Joseph Vissarionovich Dzhugashvili (Stalin) was born on December 21, 1879б in the city of Gori (Georgia), to the family of a shoemaker. In 1888, Joseph Stalin entered a religious school and, having graduated from it with honours in 1894, was enrolled into a religious seminary in Tiflis. There, he got familiarized himself with the basic ideas of Marxism. In 1898, being a seminarian, Joseph Stalin joined Mesame-dasi, the Georgian Social Democratic Party. In 1899, he was expelled from the seminary for taking part in the activities of underground Marxist circles. From that moment on, began the story of a professional underground revolutionary and a bold expropriator who had many pseudonyms, such as Ryaboy, Vasily, Vasilyev. etc. However, only two of the pseudonyms have become history, namely, Koba and Stalin.
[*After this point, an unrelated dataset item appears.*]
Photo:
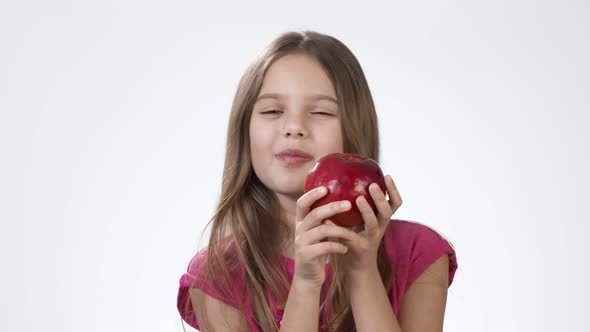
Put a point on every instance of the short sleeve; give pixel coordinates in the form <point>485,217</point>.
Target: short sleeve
<point>193,278</point>
<point>427,247</point>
From 1902 to 1913, Joseph Stalin got arrested and exiled six times. He made some bold escapes from detention facilities. Since 1907, Stalin led the activities of the Central Committee of the RSDLP (Russian Social Democratic Labor Party) in Baku and shared the ideas of Vladimir Lenin. Stalin was included in the Political Bureau of the RSDLP at the suggestion of Lenin in 1912. Until Lenin's return from Switzerland in April 1917, Stalin led the Russian revolutionary movement. In 1917, he joined the editorial staff of the newspaper Pravda and took an active part in the preparation of its first issue. After the Bolsheviks seized power, from October 1917 to 1922, Stalin held the position of People's Commissar for Nationality Affairs. In 1922, he was elected Secretary General of the Central Committee of the All-Union Communist Party (Bolsheviks). Joseph Stalin proposed the concept of creating the Soviet Union with the leading role being assigned to the RSFSR (Russian Soviet Federative Socialist Republic). In the late 1920s, he criticized the NEP (New Economic Policy) and suggested a shift to forced industrialization.
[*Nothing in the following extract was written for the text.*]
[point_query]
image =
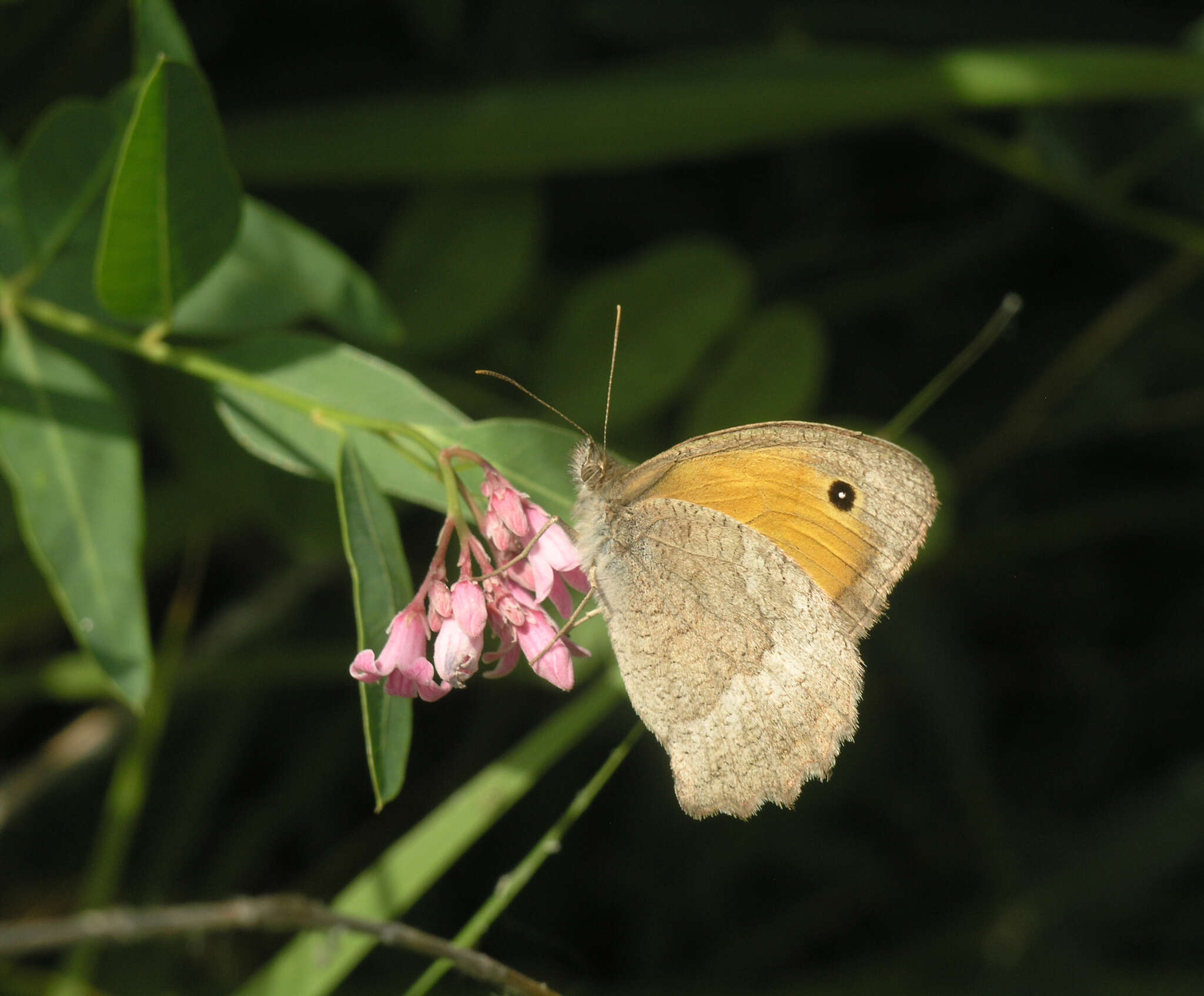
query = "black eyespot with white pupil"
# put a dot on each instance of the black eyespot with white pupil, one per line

In the 1930s, due to serious political disagreements and his unwillingness to accept criticism of his course by prominent Russian politicians, Stalin pursued a policy of repression against old revolutionaries, intellectuals and their families. The commanding staff of the Soviet army was also subjected to repression, which considerably weakened the defence capability of the USSR. A system of camps was established. Prisoners of the camps were used in the construction of many industrial and infrastructure facilities.
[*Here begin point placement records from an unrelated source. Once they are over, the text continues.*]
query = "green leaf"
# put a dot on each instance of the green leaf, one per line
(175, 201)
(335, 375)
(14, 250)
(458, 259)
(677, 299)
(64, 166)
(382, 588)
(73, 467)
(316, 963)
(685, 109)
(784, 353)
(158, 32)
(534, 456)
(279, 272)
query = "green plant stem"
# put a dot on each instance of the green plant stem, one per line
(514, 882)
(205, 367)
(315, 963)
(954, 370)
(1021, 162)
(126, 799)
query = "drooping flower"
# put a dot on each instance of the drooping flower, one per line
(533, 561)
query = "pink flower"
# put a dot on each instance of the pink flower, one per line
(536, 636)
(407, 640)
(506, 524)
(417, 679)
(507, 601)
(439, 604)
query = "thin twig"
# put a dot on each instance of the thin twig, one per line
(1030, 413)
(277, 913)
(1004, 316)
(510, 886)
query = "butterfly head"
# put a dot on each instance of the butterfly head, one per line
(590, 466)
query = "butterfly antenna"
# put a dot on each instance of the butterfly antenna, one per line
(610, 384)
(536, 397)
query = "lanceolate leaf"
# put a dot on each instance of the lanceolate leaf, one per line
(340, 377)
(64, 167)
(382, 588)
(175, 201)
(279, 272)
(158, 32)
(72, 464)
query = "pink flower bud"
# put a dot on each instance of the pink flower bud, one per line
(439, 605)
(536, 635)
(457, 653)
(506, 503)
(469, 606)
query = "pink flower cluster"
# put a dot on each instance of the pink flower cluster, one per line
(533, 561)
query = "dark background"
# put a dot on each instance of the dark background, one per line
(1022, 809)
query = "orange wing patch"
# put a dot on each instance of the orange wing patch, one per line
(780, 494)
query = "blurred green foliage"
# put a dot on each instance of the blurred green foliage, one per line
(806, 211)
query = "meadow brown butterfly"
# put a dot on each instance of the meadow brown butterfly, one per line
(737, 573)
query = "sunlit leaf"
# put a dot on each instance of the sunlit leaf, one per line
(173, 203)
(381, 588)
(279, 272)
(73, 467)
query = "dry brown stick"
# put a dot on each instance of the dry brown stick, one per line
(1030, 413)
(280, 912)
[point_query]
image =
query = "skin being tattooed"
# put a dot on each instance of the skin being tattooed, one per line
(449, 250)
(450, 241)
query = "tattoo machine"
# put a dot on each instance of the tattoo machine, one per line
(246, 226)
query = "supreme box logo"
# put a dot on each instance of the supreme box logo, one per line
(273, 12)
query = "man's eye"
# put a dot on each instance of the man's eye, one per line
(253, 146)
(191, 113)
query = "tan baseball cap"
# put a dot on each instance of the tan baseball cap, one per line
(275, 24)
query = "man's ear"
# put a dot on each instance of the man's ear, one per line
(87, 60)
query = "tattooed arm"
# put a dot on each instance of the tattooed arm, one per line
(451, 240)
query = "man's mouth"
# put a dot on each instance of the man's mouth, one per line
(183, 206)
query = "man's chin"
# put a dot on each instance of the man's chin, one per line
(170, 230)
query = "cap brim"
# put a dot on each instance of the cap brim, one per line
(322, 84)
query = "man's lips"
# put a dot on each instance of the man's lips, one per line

During 1928–1940, almost three five-year plans for the development of the country's economy were implemented under the leadership of Joseph Stalin. By 1941, a new industrial base was created in the Urals and Siberia, which became the key to the victory of the USSR in the Great Patriotic War.

After the Nazis came to power, Stalin drastically changed the traditional Soviet international policy, which was earlier aimed at building a union with Germany against the Versailles system. The new policy proclaimed creating a system of "collective security" by the USSR and the former Entente countries against Germany. However, France and England were apprehensive about the USSR and hoped to make peace with Hitler (through the Munich Conspiracy Pact). By 1939, the international situation had been sharply aggravated by German claims against Poland. At that point, England and France expressed their readiness to get into a war with Germany and tried to make an alliance with the USSR. In the summer of 1939, Stalin began negotiations with Germany (Non-Aggression Pact as of August 23, 1939) while simultaneously supporting the negotiations for the alliance with England and France. On September 1, 1939, the Second World War began, and June 22, 1941, was the day of the Great Patriotic War outbreak.

Since the beginning of the war, Stalin was Chairman of the State Defence Committee, the People's Commissar for Defence and the Supreme Commander-in-Chief of the Armed Forces of the USSR. After the war, the Council of Ministers of the USSR and the Central Committee of the CPSU(B) under the leadership of Stalin set out to accelerate the recovery of the economy destroyed by the war. Stalin retained the position of Chairman of the Council of Ministers of the USSR until his death. Joseph Stalin died on March 5, 1953.